# Dash cam for prius



## UberXTampa (Nov 20, 2014)

I am looking for a dash cam made for Prius. 
Reason: rear view mirror has a power plug and a power cord coming right into it.
If I can attach a small power splitter, I can attach a camera right there. But I can't seem to find a model that's exactly fits a Prius as I described. 
Actually my Lexus SUV also has same type of mirror.
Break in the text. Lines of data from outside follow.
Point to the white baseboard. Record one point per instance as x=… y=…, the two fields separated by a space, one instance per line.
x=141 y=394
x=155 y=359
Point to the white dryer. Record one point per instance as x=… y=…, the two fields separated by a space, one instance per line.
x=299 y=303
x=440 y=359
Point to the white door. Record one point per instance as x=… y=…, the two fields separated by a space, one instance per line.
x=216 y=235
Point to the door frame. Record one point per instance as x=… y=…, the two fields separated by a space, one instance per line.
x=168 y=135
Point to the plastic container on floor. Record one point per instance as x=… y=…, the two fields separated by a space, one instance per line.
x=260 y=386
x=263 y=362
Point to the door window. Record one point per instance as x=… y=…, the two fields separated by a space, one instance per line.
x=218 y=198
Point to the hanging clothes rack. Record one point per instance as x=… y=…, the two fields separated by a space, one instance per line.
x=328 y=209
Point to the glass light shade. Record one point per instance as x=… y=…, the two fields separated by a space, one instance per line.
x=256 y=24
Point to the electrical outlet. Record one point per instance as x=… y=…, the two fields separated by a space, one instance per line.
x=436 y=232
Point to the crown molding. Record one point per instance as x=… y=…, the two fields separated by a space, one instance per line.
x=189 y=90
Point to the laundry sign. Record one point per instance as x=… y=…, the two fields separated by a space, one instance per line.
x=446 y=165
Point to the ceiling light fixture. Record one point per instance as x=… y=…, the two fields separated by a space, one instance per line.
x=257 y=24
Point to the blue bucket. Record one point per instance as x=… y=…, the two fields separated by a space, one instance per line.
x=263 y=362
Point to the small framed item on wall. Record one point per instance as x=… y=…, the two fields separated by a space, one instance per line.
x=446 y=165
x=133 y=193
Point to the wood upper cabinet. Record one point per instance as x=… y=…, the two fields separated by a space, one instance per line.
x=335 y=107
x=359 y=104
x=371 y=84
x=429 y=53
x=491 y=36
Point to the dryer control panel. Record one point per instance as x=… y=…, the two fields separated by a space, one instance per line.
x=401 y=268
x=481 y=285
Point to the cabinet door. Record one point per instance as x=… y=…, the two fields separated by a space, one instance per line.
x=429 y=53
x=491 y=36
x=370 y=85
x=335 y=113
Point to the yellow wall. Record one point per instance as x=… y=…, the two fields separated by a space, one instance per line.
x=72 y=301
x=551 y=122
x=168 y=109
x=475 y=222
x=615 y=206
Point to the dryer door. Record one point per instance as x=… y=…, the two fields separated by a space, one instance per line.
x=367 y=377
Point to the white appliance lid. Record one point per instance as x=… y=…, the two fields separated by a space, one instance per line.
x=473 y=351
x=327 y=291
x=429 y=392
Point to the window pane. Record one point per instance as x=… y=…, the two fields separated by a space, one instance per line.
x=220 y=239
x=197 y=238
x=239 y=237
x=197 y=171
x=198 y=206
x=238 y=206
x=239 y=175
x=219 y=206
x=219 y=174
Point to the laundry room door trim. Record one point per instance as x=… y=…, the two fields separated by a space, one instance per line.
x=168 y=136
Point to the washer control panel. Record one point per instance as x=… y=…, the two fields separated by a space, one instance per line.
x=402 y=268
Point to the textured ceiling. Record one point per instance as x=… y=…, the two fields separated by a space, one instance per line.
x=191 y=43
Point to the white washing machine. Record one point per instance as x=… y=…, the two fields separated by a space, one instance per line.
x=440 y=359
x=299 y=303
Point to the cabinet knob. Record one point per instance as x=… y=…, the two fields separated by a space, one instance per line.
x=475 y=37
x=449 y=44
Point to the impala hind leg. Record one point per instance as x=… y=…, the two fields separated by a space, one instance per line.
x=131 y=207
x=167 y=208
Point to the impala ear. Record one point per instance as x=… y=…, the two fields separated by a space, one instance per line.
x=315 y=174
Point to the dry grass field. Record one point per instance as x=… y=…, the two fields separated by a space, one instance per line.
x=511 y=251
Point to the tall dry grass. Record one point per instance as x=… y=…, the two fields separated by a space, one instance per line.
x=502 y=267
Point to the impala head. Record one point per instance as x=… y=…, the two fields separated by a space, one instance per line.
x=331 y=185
There should be a lot of other cars that need same thing with no cables dangling around. 

Any ideas which cam us best for that?


----------



## KGB7 (Apr 23, 2015)

Go to Home Depot or Lowes, and get your self 10' of red and black wire (power 28 gauge), then extend the cables and hide them in the ceiling and A-pillar, then run them towards fuse box on the driver side.

Dome lights(past rear view mirror) have constant power; +/-, to power camera of the cars battery.

Use volt meter to find correct positive and negative wires to power camera.

I dont know of any cam that is plug and play for specific car model. All of them need some type of additional wiring on your part. So dont expect Apple iPhone integration for dummies, as cars arent made/designed for easy "plug and play" dash cams.


----------



## UberXTampa (Nov 20, 2014)

I already have power plug right in the rear view mirror, there is a cable there already. I need a specific camera, if anything like this exists, to simply make use of that arrangement and stay there like a hidden dash cam. There are 100s of cameras out there and very difficult to find the one that fits.


----------



## KGB7 (Apr 23, 2015)

Dude. 

Use your imagination and creativity. There is no plug and play Prius cam.


----------



## UberXTampa (Nov 20, 2014)

KGB7 said:


> Dude.
> 
> Use your imagination and creativity. There is no plug and play Prius cam.


I don't have one!
That's why I drive cheapskates with my UberX


----------



## KGB7 (Apr 23, 2015)

Get a Go-Pro and mount it on the windshield via suction cup.

When PAX sees the cam, they will pucker up and will put on their best behavior summer dress.

Hidden cams arent the answer, its the cams that are in plain view that will pucker up PAX and make them behave.

Your car, your rules. If PAX asks, your response should be; "The cam is there to protect PAX from any external forces that are beyond your control". Cough..bs.. cough.

Always focus your intonations on PAX safety, no matter why you have a cam. This will disarm PAX, but will also prevent PAX from any negative behavior.

If you have ever worked in retail, disarming customers is your #1 step to trust you, as you proceed to sell them $1,000 of crap they dont need.


----------



## Ziggy (Feb 27, 2015)

UberXTampa said:


> I am looking for a dash cam made for Prius.


I use this discrete dashcam (http://amzn.to/1kKBsdi) and it would work great in your Prius
Also, unlike the Go-Pro this dashcam has dual lens one facing front and one facing rear to capture pax; plus there are infrared leds for night vision on pax ... and it has built-in GPS, speed etc. It's cool that you have a power plug in your rearview mirror ... I had to route the cord down the A pillar ... but it works fine.


----------